Non è un luogo comune, e neppure un dato improbabile, affermare che la polverizzazione delle liste di oggi sarà, domani, accompagnata da un ancora più alto assenteismo elettorale: non più espressivo di un rifiuto della politica, bensì dello scadimento progressivo della qualità della politica e dei metodi cui si ricorre – da parte di tutti i soggetti in scena – a organizzare consensi e dissensi che diano un senso compiuto ad una comunità che nutra davvero fede nella democrazia, nei suoi valori e nei suoi riti.
 
L’assenza di certezza non è di per sé un cattivo segno, non essendo dell’uomo possedere certezze. Ma una corretta valutazione della complessità dei problemi che ci attanagliano tutti, ovunque collocati quanto a preferenze politiche, non può esaurirsi nello sperare che il governo in atto sia davvero migliore del precedente e possa addirittura prefigurare una modalità politica da imitare dopo il voto politico anch’esso praticamente alle porte.
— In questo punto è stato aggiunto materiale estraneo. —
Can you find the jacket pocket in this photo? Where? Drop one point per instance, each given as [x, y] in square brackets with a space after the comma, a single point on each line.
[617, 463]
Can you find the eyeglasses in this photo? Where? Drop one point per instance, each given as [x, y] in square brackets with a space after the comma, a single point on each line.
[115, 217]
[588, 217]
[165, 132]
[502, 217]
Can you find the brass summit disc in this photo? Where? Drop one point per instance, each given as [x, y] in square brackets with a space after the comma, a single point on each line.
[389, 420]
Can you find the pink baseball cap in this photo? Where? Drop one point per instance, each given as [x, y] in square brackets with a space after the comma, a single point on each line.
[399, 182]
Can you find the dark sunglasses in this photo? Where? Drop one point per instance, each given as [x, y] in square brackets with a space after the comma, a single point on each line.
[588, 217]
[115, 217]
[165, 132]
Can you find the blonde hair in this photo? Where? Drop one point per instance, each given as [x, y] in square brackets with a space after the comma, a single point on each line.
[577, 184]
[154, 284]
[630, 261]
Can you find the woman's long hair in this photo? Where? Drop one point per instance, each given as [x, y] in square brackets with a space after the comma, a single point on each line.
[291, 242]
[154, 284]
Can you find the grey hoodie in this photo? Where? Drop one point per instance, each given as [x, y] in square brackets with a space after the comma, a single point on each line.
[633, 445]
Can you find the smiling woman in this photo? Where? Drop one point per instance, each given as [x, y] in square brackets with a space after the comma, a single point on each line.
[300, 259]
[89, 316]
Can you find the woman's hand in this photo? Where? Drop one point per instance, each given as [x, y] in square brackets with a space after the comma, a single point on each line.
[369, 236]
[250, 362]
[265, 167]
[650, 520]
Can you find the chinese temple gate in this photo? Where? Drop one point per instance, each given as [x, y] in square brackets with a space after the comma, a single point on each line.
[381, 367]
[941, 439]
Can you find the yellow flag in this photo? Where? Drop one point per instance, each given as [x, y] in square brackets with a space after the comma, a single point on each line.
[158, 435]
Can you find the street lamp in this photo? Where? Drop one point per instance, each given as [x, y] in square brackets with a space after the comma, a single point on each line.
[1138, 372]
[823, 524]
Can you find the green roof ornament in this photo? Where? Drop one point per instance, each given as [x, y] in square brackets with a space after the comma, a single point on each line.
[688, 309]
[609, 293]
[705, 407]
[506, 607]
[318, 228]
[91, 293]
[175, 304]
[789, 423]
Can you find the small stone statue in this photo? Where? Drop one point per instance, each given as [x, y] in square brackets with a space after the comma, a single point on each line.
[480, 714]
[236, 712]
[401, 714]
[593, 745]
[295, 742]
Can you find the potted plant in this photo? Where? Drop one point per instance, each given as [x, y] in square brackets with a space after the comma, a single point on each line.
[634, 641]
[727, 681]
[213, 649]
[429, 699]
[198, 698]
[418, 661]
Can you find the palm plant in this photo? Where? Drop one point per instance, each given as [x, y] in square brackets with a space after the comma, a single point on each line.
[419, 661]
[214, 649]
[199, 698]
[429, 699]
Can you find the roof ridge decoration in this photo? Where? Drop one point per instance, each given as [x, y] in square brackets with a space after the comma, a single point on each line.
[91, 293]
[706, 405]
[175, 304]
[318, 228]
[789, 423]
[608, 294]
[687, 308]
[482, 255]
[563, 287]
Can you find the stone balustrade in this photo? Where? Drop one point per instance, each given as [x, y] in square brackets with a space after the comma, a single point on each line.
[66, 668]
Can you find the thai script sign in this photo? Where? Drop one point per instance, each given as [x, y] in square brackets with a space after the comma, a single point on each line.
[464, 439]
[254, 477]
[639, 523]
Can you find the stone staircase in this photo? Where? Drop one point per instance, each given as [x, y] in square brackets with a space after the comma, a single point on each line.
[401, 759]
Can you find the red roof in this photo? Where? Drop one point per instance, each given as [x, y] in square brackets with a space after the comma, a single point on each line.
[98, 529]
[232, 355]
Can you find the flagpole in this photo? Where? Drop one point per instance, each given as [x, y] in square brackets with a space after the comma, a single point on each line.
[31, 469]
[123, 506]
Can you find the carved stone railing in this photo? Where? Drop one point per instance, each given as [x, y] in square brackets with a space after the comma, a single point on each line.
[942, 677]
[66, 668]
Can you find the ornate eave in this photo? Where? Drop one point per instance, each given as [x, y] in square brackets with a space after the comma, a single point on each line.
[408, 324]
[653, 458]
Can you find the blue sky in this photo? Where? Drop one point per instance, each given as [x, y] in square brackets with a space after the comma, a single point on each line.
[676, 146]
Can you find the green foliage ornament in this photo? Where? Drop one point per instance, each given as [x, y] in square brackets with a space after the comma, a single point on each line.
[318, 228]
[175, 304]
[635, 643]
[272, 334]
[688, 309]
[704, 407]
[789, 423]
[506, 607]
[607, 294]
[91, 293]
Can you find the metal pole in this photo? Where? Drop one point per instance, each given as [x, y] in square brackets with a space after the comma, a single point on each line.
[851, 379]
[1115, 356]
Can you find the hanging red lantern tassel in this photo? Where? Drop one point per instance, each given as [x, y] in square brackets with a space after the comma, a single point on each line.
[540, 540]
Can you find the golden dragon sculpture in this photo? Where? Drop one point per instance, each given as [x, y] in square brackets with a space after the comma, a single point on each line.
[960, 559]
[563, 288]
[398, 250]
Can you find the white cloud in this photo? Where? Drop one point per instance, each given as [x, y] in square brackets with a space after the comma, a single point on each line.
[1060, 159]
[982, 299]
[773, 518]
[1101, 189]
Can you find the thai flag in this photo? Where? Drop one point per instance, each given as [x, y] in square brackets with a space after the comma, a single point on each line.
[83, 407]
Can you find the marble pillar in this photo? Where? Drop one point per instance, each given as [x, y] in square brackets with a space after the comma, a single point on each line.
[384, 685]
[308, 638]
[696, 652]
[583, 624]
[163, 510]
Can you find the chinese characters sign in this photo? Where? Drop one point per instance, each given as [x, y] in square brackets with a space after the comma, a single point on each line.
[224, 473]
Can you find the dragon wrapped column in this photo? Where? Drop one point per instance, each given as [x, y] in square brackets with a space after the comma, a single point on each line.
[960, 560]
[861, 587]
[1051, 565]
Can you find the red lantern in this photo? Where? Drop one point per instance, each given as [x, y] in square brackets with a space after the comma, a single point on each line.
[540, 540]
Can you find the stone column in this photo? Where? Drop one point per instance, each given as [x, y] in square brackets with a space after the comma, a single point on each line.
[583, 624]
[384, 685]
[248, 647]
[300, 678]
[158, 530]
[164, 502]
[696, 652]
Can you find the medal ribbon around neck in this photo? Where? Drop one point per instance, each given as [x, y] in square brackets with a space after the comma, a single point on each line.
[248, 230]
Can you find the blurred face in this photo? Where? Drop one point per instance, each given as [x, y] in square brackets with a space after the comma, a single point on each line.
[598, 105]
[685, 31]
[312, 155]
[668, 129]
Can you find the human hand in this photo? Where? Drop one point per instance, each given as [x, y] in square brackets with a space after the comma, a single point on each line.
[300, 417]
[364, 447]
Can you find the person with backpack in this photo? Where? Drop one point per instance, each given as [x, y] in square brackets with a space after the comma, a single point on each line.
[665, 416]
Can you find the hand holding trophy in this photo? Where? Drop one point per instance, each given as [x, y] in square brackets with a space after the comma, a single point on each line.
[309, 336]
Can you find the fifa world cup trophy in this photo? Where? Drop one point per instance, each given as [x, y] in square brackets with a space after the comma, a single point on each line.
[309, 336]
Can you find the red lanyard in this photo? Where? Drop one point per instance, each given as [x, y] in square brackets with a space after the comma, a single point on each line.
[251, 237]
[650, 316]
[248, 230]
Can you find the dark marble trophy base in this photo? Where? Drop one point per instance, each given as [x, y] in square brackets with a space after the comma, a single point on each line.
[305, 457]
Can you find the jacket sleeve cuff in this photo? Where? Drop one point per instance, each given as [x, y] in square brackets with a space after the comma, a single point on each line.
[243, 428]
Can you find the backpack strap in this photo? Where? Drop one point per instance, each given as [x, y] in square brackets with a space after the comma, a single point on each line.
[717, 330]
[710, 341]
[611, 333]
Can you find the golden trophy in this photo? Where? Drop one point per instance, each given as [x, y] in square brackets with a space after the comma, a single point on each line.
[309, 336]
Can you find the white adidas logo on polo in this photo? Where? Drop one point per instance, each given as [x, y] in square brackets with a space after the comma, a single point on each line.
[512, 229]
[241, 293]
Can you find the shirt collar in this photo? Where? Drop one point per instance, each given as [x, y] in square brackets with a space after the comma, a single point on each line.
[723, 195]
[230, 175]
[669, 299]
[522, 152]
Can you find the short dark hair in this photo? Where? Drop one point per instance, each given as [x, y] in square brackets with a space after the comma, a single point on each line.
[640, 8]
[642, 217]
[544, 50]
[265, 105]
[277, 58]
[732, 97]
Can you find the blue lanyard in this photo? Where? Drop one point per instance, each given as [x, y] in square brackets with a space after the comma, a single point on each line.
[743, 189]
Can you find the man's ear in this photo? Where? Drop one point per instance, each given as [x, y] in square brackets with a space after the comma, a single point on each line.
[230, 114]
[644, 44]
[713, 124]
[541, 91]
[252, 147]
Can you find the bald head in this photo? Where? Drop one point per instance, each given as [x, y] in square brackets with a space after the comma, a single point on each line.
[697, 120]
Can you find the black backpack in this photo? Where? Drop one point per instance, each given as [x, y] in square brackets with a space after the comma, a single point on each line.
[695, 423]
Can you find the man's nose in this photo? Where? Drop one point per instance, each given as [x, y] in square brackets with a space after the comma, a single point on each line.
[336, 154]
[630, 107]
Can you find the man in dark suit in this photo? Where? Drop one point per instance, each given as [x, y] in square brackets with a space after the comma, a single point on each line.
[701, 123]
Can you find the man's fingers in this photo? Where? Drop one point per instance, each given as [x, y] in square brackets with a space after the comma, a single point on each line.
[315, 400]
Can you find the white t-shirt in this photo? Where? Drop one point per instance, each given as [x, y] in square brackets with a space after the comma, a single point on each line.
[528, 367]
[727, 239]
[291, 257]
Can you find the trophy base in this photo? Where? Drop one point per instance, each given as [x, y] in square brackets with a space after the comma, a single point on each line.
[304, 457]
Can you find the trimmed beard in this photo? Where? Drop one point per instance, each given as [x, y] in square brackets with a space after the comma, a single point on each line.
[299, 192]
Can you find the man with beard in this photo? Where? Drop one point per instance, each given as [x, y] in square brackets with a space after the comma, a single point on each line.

La complessità non è figlia di un dio capriccioso e bizzarro che mette gli uni contro gli altri per poterli più facilmente dominare e asservirli. Il mito dell’egualitarismo ha sempre provocato più tragedie epocali che avanzamenti sociali. E non è un caso che il governo Monti, malgrado le recondite intenzioni, vada ad incepparsi al momento della scelta: che non può essere né neutra, né disinvolta. Chiediamocelo accoratamente: quando tornerà la politica vera (e come) prima che ci si trovi non più sull’orlo, ma nei vortici del baratro?
 
Giovanni Di Capua

Quando torna la politica?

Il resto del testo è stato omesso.